Dear Editor,
The ongoing COVID-19 situation, declared as pandemic on 11 March 2020 by WHO, has adversely affected people’s lives around the globe since its beginning at Wuhan, China, in December 2019. According to the Centers for Disease Control and Prevention (CDC), the national public health organization of the US, both type 1 or type 2 diabetes mellitus are risk factors for COVID-19. In Southeast Asia (SEA), around 90 million people have been reported to suffer from diabetes mellitus, which is characterized by deregulated use of blood glucose by the body1. The Mayo Clinic, a non-profit medical center in the US, suggested that regular exercise, weight loss, healthy eating, and anti-diabetic medication or insulin, help to manage the disease.
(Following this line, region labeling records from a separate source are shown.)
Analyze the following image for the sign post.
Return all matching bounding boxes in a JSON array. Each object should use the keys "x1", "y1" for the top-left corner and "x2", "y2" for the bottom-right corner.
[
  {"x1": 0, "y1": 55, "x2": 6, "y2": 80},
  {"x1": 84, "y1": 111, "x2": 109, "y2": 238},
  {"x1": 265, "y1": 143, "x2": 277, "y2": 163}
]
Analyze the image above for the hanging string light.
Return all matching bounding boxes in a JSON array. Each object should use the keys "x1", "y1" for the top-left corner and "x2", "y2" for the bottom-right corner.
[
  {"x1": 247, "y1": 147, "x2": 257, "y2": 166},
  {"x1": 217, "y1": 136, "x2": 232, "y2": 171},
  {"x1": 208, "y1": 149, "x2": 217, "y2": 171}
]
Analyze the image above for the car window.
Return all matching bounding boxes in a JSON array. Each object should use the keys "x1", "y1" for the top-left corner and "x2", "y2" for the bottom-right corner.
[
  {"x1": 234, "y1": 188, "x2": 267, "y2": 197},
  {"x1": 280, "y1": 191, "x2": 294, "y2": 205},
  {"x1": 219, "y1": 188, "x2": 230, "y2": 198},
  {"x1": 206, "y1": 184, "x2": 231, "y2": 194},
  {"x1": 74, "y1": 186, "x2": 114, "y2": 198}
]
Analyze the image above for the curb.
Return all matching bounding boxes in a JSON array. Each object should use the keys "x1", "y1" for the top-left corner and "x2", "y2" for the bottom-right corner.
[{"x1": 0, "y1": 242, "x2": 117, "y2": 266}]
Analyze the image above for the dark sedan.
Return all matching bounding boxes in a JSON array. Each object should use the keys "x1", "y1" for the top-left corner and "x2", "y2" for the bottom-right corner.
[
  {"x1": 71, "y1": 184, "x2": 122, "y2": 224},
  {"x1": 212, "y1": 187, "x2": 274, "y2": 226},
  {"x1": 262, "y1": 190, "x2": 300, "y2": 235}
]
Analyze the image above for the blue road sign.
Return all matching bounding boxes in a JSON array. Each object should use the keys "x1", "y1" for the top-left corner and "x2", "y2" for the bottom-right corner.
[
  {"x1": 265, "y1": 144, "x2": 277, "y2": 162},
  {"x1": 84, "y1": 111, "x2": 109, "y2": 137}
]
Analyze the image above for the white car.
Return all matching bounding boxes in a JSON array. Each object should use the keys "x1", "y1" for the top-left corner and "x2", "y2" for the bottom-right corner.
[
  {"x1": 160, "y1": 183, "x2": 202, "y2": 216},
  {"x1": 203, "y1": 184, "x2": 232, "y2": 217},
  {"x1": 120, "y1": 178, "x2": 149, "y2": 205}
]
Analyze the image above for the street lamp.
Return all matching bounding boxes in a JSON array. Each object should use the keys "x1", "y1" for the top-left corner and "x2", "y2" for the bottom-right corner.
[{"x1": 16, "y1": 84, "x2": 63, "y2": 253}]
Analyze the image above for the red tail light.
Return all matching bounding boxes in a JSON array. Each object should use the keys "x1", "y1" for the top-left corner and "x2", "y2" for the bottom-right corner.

The lockdown situation due to COVID-19 has compelled people around the globe to stay at home, preventing them from going to parks or a gym. Most people in the lowermiddle- income countries (LMIC) in SEA, like Bangladesh or India, which are densely populated, cannot afford spacious living places due to their poor financial state and restricted movement in the city areas2. In general, most diabetes patients in these countries could not go outside their homes for exercise or walking during lockdown due to movement restrictions, and most of them have had to stay in confined accommodation. Moreover, a gym at home is unavailable for most people living in LMICs. These barriers to physical exercise may have prompted uncontrolled glycemic situation throughout the pandemic period.
A study in India reported HbA1c increased by 2.26% from baseline after 30 days of lockdown and 3.68% after 45 days of lockdown3. According to research, an increase of 0.51% in the HbA1c level was found in an Indian studied population during the pandemic4. LMIC and developed countries like the United Kingdom (UK) have seen an increase of 2–3 mmol/mol HbA1c in a large number of a study population5. Another study suggested that the new onset of diabetes during the COVID-19 period is more severe than earlier in glycemic parameters6. This also showed that prediabetes patients are more prone to diabetes due to a sedentary lifestyle and the lack of physical exercise during this pandemic.
Lack of physical exercise during long-term lockdown might have induced uncontrolled blood sugar levels among the patients with existing diabetes and prediabetes. As diabetes mellitus is a risk factor for COVID-19, it is paramount to control the blood sugar level within the limit following the proper recommended guidelines provided by personal physicians7 or any health authorities like Mayo Clinic. Some measures may be explored considering the necessity for physical exercise by diabetes patients. The concerned authorities may keep the parks and open spaces for walking during lockdown to ensure regular physical activity. The population of a specific area can be categorized based on age, gender, or health status, and different schedules may be organized for different small groups for physical exercise or walking in limited open spaces to avoid gatherings. Moreover, telemedicine and satellite health centers may be introduced in the remote areas in LMICs to inspect the diabetes patients regularly and adjust their medication as physical exercise has been interrupted. Health campaigns regarding diabetes mellitus in the COVID-19 period may be initiated by various health centers such as primary, secondary, or tertiary institutions to raise awareness.